On a chaotic evening in July 1950, Philip and Stephanie Barber opened the doors of the renovated farm buildings they had named Music Inn. Alan Lomax, Rev. Gary Davis, Woody Guthrie and Pete Seeger were the first performers to play in this idyllic setting to a small audience of about fifty Inn guests. The first night, the country pipes ran out of water and the Barbers had to send their guests to their rooms with bottles of ginger ale to flush the toilets. Despite a series of such trials, these new innkeepers persevered and created a celebrated haven for musicians and music lovers alike.
The Barbers initially invited jazz and folk artists to perform for and entertain their other guests, and they invited Professor Marshall Stearns to talk about jazz and musical traditions. The lively give and take among the musicians, the audience, and Stearns led to formal discussions called “Roundtables” and later to a formalized “Jazz Workshop” exploring the roots and nuances of jazz, folk and blues. Musicians included Woody Guthrie, Pete Seeger, Eubie Blake, Candido, Tony Scott, Michael Olatunji, Brownie McGhee, Sonny Terry, Tom Glazer, John Lee Hooker, and Randy Weston. Poet Langston Hughes participated in the roundtables, read poetry, and introduced gospel singer Mahalia Jackson to the Barbers. A famed singer in the black church world, her performance at Music Inn marked her introduction to white audiences. Music Inn quickly gained a reputation in the jazz and folk communities as a unique place where musicians could bring their families and enjoy a relaxed environment, and where people were genuinely interested in their music and what they had to say about it.

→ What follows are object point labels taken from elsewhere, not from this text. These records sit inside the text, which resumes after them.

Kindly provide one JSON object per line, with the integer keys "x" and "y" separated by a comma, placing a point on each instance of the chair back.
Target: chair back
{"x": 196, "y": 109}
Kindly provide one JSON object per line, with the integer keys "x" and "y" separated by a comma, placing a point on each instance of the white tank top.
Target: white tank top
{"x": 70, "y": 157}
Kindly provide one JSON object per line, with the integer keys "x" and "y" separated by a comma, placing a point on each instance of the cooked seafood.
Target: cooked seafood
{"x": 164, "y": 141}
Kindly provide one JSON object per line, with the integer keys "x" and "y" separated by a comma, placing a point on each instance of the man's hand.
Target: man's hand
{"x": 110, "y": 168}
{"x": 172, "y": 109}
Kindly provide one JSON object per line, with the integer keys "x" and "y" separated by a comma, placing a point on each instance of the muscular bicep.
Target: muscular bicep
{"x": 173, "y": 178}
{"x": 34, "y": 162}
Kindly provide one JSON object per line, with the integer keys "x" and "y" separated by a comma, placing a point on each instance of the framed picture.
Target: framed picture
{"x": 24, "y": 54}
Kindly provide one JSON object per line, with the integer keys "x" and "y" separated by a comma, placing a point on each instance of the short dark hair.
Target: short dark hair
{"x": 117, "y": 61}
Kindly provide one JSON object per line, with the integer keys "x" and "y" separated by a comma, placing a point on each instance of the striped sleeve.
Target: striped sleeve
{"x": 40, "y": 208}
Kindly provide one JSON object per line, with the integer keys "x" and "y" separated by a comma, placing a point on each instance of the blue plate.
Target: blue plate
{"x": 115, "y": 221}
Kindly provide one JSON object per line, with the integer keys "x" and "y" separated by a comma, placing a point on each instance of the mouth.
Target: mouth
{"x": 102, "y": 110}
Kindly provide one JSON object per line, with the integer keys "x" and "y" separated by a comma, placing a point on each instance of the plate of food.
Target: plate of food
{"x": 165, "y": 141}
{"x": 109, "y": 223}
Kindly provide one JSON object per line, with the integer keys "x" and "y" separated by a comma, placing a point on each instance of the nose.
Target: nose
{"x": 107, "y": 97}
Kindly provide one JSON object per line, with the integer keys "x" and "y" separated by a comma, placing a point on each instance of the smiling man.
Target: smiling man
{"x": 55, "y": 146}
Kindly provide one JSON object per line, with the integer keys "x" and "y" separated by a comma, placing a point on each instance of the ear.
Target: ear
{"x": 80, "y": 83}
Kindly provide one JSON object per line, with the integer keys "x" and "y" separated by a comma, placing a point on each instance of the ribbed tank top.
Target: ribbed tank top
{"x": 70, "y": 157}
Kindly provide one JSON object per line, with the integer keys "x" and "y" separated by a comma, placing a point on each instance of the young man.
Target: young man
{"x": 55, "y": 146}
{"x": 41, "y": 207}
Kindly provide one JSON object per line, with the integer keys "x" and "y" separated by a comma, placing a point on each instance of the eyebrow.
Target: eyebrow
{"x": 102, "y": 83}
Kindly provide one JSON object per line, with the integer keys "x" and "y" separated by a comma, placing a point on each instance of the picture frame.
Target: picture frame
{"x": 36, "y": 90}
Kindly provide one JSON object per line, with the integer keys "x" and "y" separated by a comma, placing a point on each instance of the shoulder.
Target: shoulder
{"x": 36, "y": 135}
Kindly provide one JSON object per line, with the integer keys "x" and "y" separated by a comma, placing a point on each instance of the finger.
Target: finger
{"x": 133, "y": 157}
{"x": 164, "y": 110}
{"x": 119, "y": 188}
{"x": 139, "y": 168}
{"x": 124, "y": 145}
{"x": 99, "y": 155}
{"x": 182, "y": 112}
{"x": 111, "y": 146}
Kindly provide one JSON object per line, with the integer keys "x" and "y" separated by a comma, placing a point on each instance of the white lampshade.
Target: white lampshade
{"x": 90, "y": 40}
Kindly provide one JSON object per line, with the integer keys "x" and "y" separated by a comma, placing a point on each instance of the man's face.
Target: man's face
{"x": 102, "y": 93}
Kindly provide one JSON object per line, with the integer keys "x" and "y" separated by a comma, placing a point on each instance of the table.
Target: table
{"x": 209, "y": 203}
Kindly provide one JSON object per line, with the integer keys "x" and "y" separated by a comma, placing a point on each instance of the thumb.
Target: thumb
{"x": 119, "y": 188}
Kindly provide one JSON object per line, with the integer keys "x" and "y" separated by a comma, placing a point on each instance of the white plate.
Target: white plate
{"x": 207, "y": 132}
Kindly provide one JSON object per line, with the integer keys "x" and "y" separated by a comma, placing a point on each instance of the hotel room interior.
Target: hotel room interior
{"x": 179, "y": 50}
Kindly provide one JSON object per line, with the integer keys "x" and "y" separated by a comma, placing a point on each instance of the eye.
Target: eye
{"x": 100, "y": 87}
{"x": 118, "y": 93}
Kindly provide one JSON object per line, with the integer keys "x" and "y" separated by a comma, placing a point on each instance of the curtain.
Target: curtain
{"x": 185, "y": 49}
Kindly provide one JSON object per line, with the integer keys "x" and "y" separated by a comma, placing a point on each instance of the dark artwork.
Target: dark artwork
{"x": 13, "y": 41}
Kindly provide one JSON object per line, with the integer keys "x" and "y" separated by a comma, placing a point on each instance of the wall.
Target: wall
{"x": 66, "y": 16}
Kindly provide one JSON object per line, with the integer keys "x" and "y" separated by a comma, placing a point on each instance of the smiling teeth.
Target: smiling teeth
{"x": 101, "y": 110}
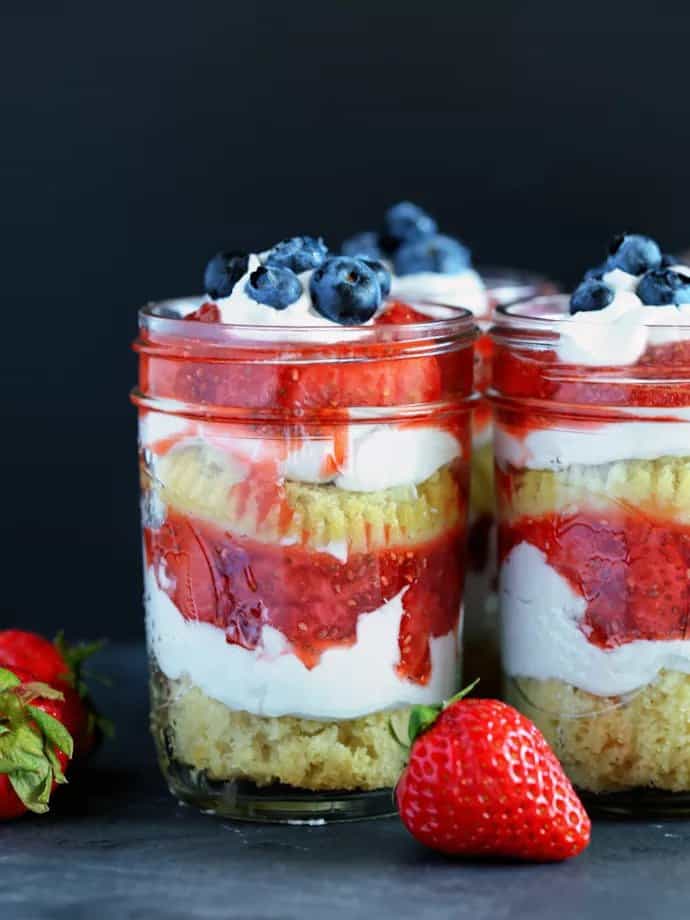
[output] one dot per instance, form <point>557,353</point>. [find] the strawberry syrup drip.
<point>240,585</point>
<point>632,569</point>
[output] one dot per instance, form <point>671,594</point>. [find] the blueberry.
<point>405,222</point>
<point>662,286</point>
<point>598,271</point>
<point>634,254</point>
<point>592,294</point>
<point>345,290</point>
<point>383,275</point>
<point>274,286</point>
<point>363,245</point>
<point>300,253</point>
<point>441,254</point>
<point>224,271</point>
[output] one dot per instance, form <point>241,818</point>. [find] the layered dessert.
<point>304,444</point>
<point>434,266</point>
<point>592,400</point>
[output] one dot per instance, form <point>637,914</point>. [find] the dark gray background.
<point>140,137</point>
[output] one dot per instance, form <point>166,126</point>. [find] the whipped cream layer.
<point>358,457</point>
<point>542,635</point>
<point>621,332</point>
<point>240,309</point>
<point>559,448</point>
<point>270,680</point>
<point>461,289</point>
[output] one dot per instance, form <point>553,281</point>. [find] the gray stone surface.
<point>117,846</point>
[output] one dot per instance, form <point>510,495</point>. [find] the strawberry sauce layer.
<point>303,377</point>
<point>661,378</point>
<point>240,585</point>
<point>633,570</point>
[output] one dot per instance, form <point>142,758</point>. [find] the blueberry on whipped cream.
<point>383,276</point>
<point>634,254</point>
<point>406,222</point>
<point>363,245</point>
<point>638,299</point>
<point>345,291</point>
<point>437,254</point>
<point>425,264</point>
<point>295,283</point>
<point>299,253</point>
<point>635,274</point>
<point>273,286</point>
<point>224,271</point>
<point>592,294</point>
<point>664,286</point>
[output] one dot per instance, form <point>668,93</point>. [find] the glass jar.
<point>480,634</point>
<point>304,502</point>
<point>592,442</point>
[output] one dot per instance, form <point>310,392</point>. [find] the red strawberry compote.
<point>305,445</point>
<point>429,265</point>
<point>592,412</point>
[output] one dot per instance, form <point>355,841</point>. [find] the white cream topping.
<point>461,289</point>
<point>271,680</point>
<point>239,308</point>
<point>559,448</point>
<point>621,332</point>
<point>542,637</point>
<point>373,457</point>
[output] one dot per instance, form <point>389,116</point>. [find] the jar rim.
<point>165,320</point>
<point>551,313</point>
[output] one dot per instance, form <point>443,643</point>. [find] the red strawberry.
<point>388,382</point>
<point>208,312</point>
<point>481,780</point>
<point>60,666</point>
<point>33,653</point>
<point>35,746</point>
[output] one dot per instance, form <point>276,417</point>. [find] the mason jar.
<point>481,642</point>
<point>304,510</point>
<point>592,441</point>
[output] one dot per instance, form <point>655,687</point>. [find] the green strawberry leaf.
<point>461,694</point>
<point>75,656</point>
<point>8,680</point>
<point>54,731</point>
<point>33,789</point>
<point>58,775</point>
<point>421,718</point>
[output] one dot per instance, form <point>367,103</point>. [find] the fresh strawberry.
<point>34,653</point>
<point>481,780</point>
<point>35,745</point>
<point>60,666</point>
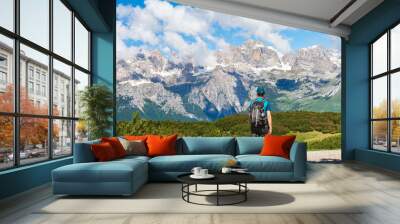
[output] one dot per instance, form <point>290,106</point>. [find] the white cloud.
<point>188,32</point>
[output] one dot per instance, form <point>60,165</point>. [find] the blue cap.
<point>260,90</point>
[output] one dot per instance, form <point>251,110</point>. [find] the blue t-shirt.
<point>267,106</point>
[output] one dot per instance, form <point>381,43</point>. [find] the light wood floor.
<point>378,189</point>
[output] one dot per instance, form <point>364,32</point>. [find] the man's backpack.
<point>258,117</point>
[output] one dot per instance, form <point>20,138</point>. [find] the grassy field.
<point>319,130</point>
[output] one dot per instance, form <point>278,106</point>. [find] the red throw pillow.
<point>117,146</point>
<point>161,145</point>
<point>277,145</point>
<point>135,138</point>
<point>103,151</point>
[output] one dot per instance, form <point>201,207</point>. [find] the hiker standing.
<point>260,114</point>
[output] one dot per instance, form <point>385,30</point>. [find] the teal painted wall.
<point>355,85</point>
<point>99,15</point>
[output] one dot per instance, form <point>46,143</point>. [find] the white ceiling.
<point>315,15</point>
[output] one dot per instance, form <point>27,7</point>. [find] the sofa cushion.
<point>103,152</point>
<point>116,145</point>
<point>249,145</point>
<point>112,171</point>
<point>135,147</point>
<point>257,163</point>
<point>185,163</point>
<point>159,145</point>
<point>277,145</point>
<point>206,145</point>
<point>83,152</point>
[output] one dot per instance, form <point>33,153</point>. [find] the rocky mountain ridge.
<point>161,88</point>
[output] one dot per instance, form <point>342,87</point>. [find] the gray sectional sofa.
<point>125,176</point>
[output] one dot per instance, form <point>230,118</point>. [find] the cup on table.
<point>196,171</point>
<point>203,172</point>
<point>226,170</point>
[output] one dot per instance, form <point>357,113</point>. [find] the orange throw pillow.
<point>135,138</point>
<point>117,146</point>
<point>161,145</point>
<point>277,145</point>
<point>103,152</point>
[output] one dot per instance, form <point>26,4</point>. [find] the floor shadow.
<point>327,161</point>
<point>256,198</point>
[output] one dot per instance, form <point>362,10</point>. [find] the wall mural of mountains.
<point>165,88</point>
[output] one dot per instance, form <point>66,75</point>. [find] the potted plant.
<point>96,102</point>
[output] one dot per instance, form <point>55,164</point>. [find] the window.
<point>31,76</point>
<point>37,89</point>
<point>30,88</point>
<point>6,142</point>
<point>385,94</point>
<point>44,91</point>
<point>3,78</point>
<point>81,82</point>
<point>62,137</point>
<point>44,115</point>
<point>33,140</point>
<point>35,21</point>
<point>6,74</point>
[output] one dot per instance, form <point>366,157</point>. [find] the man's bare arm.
<point>269,117</point>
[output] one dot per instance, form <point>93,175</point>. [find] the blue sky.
<point>189,32</point>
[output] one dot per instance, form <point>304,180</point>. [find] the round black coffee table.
<point>238,179</point>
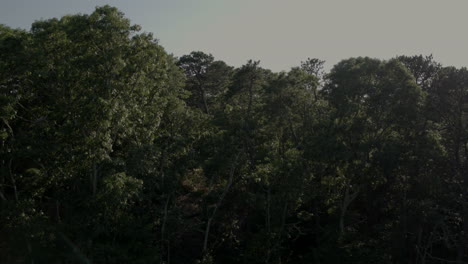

The popularity of the “Roundtable” discussions and performances soared among musicians, as Music Inn gained a reputation as a relaxed, family-friendly environment, and as a center of serious musical exploration. To accommodate the larger audience clamoring to hear the music, in 1955 the Barbers created the Berkshire Music Barn, setting up 600 seats in the courtyard of the hay barn. The Berkshire Music Barn became the first venue of its kind devoted solely to the presentation of jazz and folk. Tapping contacts and connections gathered from the years of “Roundtables”, Stephanie was able to program summer concerts featuring the top artists of the day – people like Louis Armstrong and Ella Fitzgerald. (See Appendix for list of Performers).
A kind of magic was captured at Music Inn. Musicians who had never played anywhere but in dingy bars and loud, smoky clubs were given due attention and respect at last. As Stephanie Barber pointed out, "It was the first theater for jazz where people weren't drinking and talking – they were paying attention to the music."